A media velocidad, Sam apuntó la proa durante treinta segundos en la dirección que le había indicado Remi y después redujo la velocidad. Aguzaron el oído. A izquierda y derecha, a lo lejos, llegaba el rumor de las olas. Con los ojos cerrados, Remi movió la cabeza a un lado y al otro, y señaló unos pocos grados a babor de la proa. Sam aceleró de nuevo y continuaron avanzando. Pasados veinte segundos, Remi levantó la mano. Sam cerró el acelerador hasta conseguir la potencia justa para mantener la posición. En el súbito silencio oyeron el romper de las olas, muy cerca, a la derecha. Después más a la izquierda. Y detrás. Estaban rodeados.

De pronto, delante mismo de la proa, una enorme pared de roca surcada por chorros de agua blanca apareció en la niebla. Las olas, que chocaban contra los bajíos debajo de ellos, levantaron la embarcación y la enviaron hacia delante.

—Sam —avisó Remi en voz baja.

—¡Sujétate! ¡Echate al fondo!

El escollo se alzaba delante de la proa. Sam esperó a que la embarcación bajase entre dos olas, luego aceleró al máximo y movió el timón a la derecha. La hélice batió el agua y los lanzó hacia el escollo antes de desviarse. La roca pasó a la izquierda y desapareció en la penumbra. Sam contó hasta diez y cerró el acelerador. Permanecieron atentos.

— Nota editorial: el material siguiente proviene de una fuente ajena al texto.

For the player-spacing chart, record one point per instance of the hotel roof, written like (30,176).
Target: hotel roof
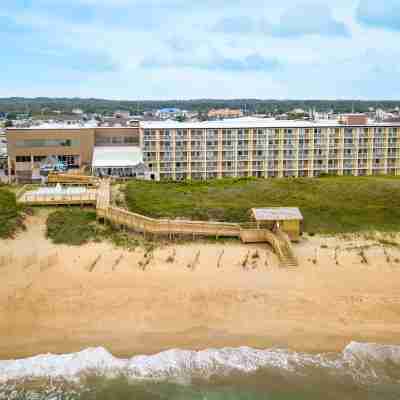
(254,123)
(237,123)
(118,156)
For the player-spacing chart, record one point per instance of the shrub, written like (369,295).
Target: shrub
(72,226)
(10,214)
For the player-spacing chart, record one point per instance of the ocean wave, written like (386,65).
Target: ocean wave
(360,360)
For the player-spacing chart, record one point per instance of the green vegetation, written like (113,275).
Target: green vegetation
(72,226)
(43,106)
(10,214)
(75,226)
(329,205)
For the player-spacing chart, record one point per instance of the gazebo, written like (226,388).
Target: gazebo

—Creo que está más cerca por la derecha —susurró Remi.

—A mí me parece que por la izquierda —dijo Sam.

—¿Lo echamos a cara o cruz?

—Ni hablar. Tu oído es mucho mejor que el mío —admitió Sam, y miró a la izquierda.

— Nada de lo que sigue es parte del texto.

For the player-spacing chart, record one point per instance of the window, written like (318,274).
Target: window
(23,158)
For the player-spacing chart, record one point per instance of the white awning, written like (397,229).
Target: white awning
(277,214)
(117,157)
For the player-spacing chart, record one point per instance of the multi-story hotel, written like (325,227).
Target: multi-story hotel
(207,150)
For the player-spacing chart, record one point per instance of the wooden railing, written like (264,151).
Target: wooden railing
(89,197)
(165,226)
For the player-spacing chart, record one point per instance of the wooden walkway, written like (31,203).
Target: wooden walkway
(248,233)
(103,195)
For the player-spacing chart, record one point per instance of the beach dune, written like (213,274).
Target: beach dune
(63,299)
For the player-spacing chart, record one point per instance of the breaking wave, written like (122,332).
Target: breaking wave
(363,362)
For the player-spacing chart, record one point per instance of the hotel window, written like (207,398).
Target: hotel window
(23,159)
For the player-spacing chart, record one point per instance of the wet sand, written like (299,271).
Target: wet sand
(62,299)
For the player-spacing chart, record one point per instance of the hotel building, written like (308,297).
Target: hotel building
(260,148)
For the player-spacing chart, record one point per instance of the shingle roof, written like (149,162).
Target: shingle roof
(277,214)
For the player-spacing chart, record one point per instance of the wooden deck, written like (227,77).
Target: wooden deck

—Alto —avisó Remi diez segundos más tarde—. ¿Lo notas?

—Sí. —Sam miró a un lado y al otro.

La embarcación se movía de costado y ganaba velocidad. Sintieron cómo el estómago se les subía a la garganta cuando la barca se vio levantada en otra cresta. A tres metros a la derecha atisbaron una roca dentada que desapareció al cabo de un segundo, perdida en la niebla.

—Remos —dijo Sam, y cogió el suyo del fondo de la embarcación. A proa, Remi hizo lo mismo—. Ojos bien abiertos... —añadió.

—¡Detrás de ti! —avisó Remi.

Sam se volvió con el remo en alto como si fuese una lanza.

El escollo estaba allí mismo, al alcance del brazo.

Golpeó la pala del remo contra la piedra, se apoyó con todo su peso y empujó, pero la ola era demasiado fuerte y la embarcación giró alrededor del pivote creado por el remo.

—Estamos dando la vuelta —avisó Sam, con los dientes apretados.

—¡Lo tengo!

Remi ya estaba girando sobre las rodillas para mirar al otro lado, con el remo en alto y preparado. Con un sonoro golpe lo descargó contra la piedra. La barca, con la inercia interrumpida, se apartó del obstáculo y volvió a girar.